Plane Wave at Barrier

[bananabandana]

Homework Statement

Sorry for the dull question. Problem is as shown/attached

Homework Equations

The waves in part ii) are traveling in a HIL dielectric of permittivity $\epsilon_{r}$ from $0 <z<d$ and then hit an ideal metal boundary at $z=d$.

The Attempt at a Solution

I figure this should be quite obvious! The total field in the dielectric $\vec{E_{D}}$ is the superposition of the reflected and incident waves. At $z=d$ the field parallel to the boundary must be 0 -ideal metal is ideal conductor and so electrons can move to precisely counteract the field.

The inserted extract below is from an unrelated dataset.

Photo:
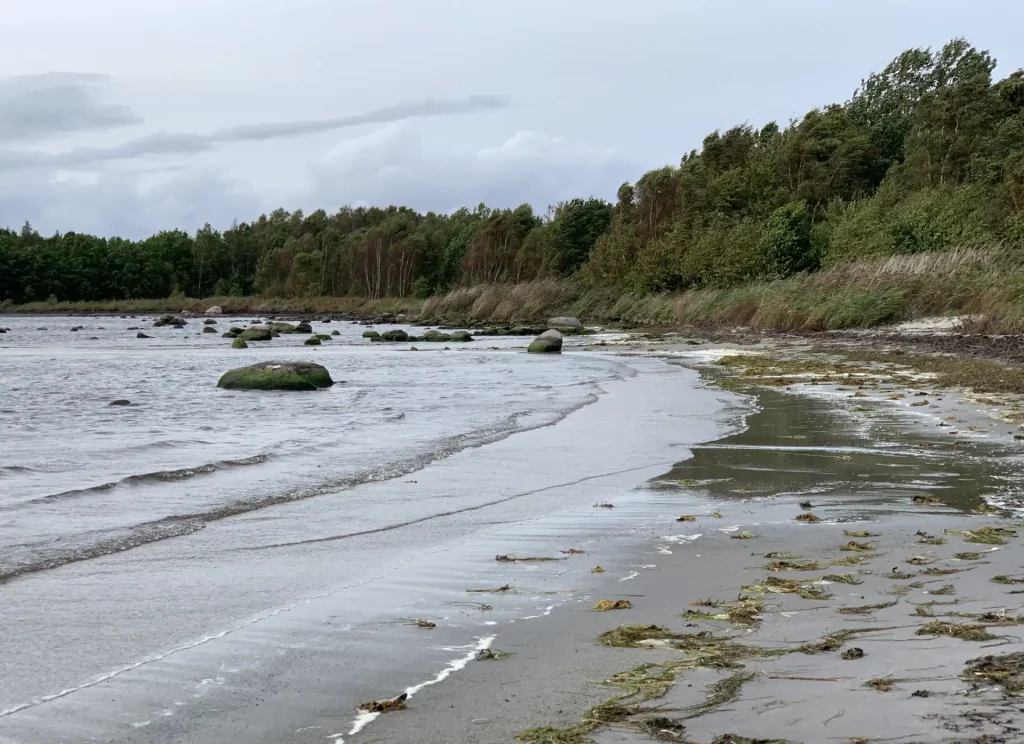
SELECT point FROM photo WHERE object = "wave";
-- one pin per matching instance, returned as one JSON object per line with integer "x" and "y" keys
{"x": 160, "y": 476}
{"x": 55, "y": 555}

We also know (from applying Faraday's law to a small loop around the boundary) that the parallel electric field must be continuous across the boundary. i.e

$$ \vec{E_{d}} =E_{D}\hat{\mathbf{x}}= \bigg(E_{xi}exp[i(kz-\omega t)] + E_{xr} exp[i(-kz-\omega t) ]\bigg)\hat{\mathbf{x}} $$
[n.b - the frequency of the incident and reflected waves has to be the same, else we couldn't satisfy the boundary condition for all t,] So:
$$ E_{D}(z=d) =0 \implies E_{xi} \big[cos(kd) +isin(kd)\big] =-E_{xr} \big[cos(kd)-isin(kd)\big] $$
$$ E_{xr} = -\frac{ cos(kd)+isin(kd)}{cos(kd)-isin(kd)} E_{xi} $$
Which is obviously not the result I'm meant to get! What has gone wrong?

 

[RUber]

It looks to me that the given formula for the plane wave is for free space for z<0. So, you have the first get the expression for the wave inside the dielectric. That is where you will get the $\epsilon_r$ and $k'$ terms.